Production Search Service

from fastapi import FastAPI, HTTPException
from pydantic import BaseModel
from typing import Optional

app = FastAPI()

# Initialize components (placeholder)
embedding_client = None
vector_index = None
hybrid_searcher = None
reranker = None

class SearchRequest(BaseModel):
    query: str
    k: int = 10
    use_reranking: bool = True
    filter: Optional[dict] = None

class IndexRequest(BaseModel):
    documents: list[str]
    ids: Optional[list[str]] = None
    metadata: Optional[list[dict]] = None

@app.post("/v1/search")
async def search(request: SearchRequest):
    """Search for relevant documents."""
    
    # Get initial results
    if hybrid_searcher:
        results = await hybrid_searcher.search(
            request.query,
            k=request.k * 2 if request.use_reranking else request.k
        )
    else:
        # Dense-only search
        query_embedding = await embedding_client.embed(request.query)
        raw_results = vector_index.search(query_embedding, request.k * 2)
        
        results = [
            SearchResult(
                id=str(idx),
                score=score,
                content=meta.get("content", ""),
                metadata=meta
            )
            for idx, score, meta in raw_results
        ]
    
    # Rerank if enabled
    if request.use_reranking and reranker:
        results = await reranker.rerank(
            request.query,
            results,
            top_k=request.k
        )
    else:
        results = results[:request.k]
    
    return {
        "results": [
            {
                "id": r.id,
                "score": r.score,
                "content": r.content,
                "metadata": r.metadata
            }
            for r in results
        ]
    }

@app.post("/v1/index")
async def index_documents(request: IndexRequest):
    """Index new documents."""
    
    # Generate embeddings
    embeddings = await embedding_client.embed_batch(request.documents)
    
    # Build metadata
    metadata = request.metadata or [{}] * len(request.documents)
    for i, doc in enumerate(request.documents):
        metadata[i]["content"] = doc
    
    # Add to index
    embeddings_array = np.array(embeddings)
    vector_index.build(embeddings_array, metadata)
    
    return {
        "indexed": len(request.documents),
        "dimension": embeddings_array.shape[1]
    }

@app.get("/v1/stats")
async def get_stats():
    """Get index statistics."""
    
    return {
        "total_vectors": vector_index.index.ntotal if vector_index else 0,
        "dimension": vector_index.config.dimension if vector_index else 0,
        "index_type": vector_index.config.index_type.value if vector_index else None
    }

@app.get("/health")
async def health():
    return {"status": "healthy"}

References

Conclusion

Vector search optimization transforms basic similarity search into high-quality retrieval.

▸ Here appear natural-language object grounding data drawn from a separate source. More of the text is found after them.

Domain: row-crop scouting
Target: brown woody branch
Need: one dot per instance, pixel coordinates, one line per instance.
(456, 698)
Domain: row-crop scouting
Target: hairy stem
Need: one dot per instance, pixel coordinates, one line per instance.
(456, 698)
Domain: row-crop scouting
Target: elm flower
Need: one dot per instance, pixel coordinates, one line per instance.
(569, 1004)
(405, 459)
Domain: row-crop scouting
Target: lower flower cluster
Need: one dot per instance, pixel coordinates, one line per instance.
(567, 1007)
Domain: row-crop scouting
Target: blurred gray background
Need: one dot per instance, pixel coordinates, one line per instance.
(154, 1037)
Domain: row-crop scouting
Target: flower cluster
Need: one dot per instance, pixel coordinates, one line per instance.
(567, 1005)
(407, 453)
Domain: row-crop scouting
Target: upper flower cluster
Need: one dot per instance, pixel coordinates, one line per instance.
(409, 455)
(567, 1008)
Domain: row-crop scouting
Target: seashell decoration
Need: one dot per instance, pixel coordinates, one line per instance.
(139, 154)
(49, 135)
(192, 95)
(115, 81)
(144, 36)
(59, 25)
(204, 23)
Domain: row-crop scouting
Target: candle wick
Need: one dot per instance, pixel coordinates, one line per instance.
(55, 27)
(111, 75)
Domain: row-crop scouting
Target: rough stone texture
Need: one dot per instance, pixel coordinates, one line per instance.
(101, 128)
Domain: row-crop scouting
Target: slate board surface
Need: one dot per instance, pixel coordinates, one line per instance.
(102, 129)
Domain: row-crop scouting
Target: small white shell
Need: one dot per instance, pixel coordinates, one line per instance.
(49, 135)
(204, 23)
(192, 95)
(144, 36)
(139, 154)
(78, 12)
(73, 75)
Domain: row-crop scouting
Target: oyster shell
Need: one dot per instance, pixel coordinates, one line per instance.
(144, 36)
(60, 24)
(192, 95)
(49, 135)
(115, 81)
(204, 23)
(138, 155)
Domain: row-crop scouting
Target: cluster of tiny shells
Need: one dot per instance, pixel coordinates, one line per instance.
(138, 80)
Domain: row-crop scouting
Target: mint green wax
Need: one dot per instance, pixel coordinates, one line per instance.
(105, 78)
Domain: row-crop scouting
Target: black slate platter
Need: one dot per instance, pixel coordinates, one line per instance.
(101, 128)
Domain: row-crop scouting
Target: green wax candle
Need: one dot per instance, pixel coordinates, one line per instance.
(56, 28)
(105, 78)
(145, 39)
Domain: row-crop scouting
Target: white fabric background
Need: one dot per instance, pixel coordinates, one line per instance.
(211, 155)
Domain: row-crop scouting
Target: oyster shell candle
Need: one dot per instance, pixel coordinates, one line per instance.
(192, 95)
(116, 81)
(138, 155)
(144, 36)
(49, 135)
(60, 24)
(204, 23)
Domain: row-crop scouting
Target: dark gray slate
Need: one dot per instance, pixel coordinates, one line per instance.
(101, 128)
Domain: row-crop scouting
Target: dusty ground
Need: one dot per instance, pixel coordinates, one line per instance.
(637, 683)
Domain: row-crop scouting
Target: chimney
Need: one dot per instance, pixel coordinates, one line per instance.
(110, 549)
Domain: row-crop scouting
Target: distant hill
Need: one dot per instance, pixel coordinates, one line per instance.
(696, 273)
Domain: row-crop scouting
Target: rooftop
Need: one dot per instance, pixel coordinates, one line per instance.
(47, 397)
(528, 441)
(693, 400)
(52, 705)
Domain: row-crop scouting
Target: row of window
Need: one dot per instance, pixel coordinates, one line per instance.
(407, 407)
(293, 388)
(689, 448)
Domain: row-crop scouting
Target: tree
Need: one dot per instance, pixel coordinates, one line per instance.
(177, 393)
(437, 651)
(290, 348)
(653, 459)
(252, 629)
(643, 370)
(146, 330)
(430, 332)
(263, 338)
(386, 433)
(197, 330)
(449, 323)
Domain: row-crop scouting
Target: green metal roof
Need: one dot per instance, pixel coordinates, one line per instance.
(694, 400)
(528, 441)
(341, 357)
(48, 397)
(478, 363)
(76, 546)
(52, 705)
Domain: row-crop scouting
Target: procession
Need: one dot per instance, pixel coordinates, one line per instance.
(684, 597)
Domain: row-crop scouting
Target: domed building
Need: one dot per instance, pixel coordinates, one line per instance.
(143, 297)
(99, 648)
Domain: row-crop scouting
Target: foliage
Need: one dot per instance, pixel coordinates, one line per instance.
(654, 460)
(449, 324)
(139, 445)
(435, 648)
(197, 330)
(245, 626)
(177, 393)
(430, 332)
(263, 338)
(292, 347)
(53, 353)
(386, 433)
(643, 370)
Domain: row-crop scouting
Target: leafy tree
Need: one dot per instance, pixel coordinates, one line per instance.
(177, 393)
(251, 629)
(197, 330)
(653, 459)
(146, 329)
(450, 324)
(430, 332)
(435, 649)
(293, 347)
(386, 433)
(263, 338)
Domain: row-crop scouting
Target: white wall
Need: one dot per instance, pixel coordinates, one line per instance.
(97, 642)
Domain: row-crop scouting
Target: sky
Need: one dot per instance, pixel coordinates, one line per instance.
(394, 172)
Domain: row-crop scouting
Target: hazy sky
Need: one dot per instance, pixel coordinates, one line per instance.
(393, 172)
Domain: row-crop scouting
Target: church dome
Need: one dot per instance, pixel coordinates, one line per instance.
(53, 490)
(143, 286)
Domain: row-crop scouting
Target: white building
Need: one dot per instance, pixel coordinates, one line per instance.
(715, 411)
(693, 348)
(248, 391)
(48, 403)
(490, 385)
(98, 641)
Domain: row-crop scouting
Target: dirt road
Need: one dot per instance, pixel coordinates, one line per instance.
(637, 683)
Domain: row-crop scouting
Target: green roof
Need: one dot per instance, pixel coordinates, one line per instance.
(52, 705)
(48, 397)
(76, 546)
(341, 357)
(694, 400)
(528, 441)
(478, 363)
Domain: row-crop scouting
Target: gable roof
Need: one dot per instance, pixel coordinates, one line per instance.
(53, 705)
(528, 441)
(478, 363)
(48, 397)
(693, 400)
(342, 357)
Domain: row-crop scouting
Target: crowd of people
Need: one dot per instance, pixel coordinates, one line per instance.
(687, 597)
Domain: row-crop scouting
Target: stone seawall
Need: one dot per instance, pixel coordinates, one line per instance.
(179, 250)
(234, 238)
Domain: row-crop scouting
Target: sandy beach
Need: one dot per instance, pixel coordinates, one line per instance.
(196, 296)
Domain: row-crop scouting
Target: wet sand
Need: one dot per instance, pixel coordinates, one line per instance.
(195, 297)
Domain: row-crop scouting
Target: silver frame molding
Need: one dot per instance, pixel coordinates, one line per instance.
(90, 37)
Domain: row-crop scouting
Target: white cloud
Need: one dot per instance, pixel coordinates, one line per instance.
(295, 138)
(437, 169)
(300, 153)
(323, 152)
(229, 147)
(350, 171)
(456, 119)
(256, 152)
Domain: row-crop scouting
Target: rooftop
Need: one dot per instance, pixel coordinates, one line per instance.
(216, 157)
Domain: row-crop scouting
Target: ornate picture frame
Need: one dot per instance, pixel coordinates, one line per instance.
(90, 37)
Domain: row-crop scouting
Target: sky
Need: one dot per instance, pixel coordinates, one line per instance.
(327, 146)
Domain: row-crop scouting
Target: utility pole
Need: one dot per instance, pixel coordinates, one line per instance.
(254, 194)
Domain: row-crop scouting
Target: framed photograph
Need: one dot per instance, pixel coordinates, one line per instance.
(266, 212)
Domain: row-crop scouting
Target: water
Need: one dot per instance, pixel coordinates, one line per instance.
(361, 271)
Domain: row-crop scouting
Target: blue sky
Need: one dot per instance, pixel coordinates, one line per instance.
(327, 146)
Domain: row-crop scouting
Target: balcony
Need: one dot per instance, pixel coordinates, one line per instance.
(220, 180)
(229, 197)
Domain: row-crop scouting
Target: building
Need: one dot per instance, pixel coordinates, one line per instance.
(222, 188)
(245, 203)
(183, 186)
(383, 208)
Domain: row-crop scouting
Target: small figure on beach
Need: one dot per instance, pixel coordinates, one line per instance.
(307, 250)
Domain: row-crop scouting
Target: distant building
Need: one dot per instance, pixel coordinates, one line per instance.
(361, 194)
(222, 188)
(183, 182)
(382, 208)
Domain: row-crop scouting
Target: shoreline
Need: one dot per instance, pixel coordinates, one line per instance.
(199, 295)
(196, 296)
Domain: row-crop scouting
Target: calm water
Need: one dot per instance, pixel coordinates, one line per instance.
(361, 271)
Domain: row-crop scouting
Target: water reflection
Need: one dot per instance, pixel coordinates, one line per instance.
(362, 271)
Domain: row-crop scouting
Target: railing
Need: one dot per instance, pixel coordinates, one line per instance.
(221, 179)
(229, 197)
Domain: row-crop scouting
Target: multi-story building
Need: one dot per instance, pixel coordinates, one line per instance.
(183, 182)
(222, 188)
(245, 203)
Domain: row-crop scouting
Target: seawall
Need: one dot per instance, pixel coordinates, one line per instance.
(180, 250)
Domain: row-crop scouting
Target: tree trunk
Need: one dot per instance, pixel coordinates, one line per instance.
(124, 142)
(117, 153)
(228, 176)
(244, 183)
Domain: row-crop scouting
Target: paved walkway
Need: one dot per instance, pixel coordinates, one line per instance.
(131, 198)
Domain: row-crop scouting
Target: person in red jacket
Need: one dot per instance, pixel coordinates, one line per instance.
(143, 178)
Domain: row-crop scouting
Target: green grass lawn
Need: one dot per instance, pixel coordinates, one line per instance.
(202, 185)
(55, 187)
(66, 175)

Start with the right embedding model for your domain—general-purpose models work well for most cases, but domain-specific models can significantly improve relevance. Choose index types based on your scale: flat indexes for small datasets, HNSW for balanced performance, IVF for large-scale deployments. Hybrid search combining dense and sparse retrieval often outperforms either alone—use reciprocal rank fusion to combine results effectively. Reranking with cross-encoders or LLMs dramatically improves precision at the cost of latency—use multi-stage pipelines to balance quality and speed. Monitor retrieval metrics (recall, precision, MRR) to guide optimization decisions. The goal is building retrieval systems that consistently surface the most relevant content for your users.